Yes, that is a great, practical use-case. And I think a workaround is  possible.

 

If using a text editor to modify, the advantage to exporting the transcript as .txt is that each part to be kept/removed is on separate lines.

 

Manually merge transcript entries for the same speaker to get what you want. Or, for now, live with smaller segments/paragraphs and multiple speaker labels. I have some ideas on  how to handle that, but not time to test.

 

So, for example, here's a sample:

00:00:01:07 - 00:01:18:19
Bill
Some text on one or more lines. Some text on one or more lines. Some text on one or more lines. Some text on one or more lines. Some text on one or more lines. Some text on one or more lines. Some text on one or more lines. Some text on one or more lines. 

00:01:18:20 - 00:02:28:24
Mary
Some text on one or more lines. Some text on one or more lines. Some text on one or more lines. Some text on one or more lines. Some text on one or more lines. Some text on one or more lines. Some text on one or more lines. Some text on one or more lines. Some text on one or more lines. Some text on one or more lines. Some text on one or more lines. 

 

I am using my favorite (PC only?) - Notepad++

 

Ctrl+Home (Go to top)

Start recording macro

Shft+Down-arrow (selects timecode line)

Delete key (deletes timecode and line, First line is now "Bill", cursor is at beginning of line)
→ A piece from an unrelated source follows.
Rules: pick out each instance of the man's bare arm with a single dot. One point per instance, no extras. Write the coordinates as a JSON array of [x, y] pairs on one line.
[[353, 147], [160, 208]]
End key (cursor is right after "Bill" and before the line ending)

Type a colon and space (First line is now Bill: - Or use whatever formatting you want.)

Delete key (deletes line ending, First line is now "Bill: Some text ....")

Ctrl+F (Find)

Enter 00: (This works as long as the program is under one hour. A more flexible approach would need modification.)

Click "Find Next" (Cursor is at beginning of next timecode. May have 00: selected)

Home (moves cursor to beginning of line, without selection. We are now in the position in the next transcript segment where we started the macro in the first)

 

Stop recording macro

Save the macro

 

To process a .txt transcript, open it, Ctrl_home to be sure you are at the beginning.

Macro -> Run a macro multiple times

Pick your saved macro and check "run until end of file"

 

There is a flaw in the last entry, and possibly other problems that I have not tested. But this gives you an idea.

 

Let us know how it works (or doesn't).

 

Did you get the merge/export to work?

 

Stan

 

Known Participant
April 18, 2024

Yes, the task is to take the transcript and provide it as an easy-to-read document to podcast listeners.

Stan Jones
Community Expert
Community Expert
April 18, 2024

Johannes,

 

I hear you. I don't know C++ and don't have a link. I see no reason that a variety of approaches might not work. The task is to take the predictable PR format and keep some info (speaker name and transcript text) and remove other info (timecodes).

 

I would not buy Excel just for this purpose; it is just what I happened to have learned over various projects (urelated to video editing).

 

Let me clarify your goal. The exported transcript is to make it available as text for the podcast? Or to use it temporarily as part of the editing process?

 

Stan

 

Known Participant
April 18, 2024

Stan, if you know how something works. Please encourage everyone to learn. Feint of heart or not, getting better at this is important to me.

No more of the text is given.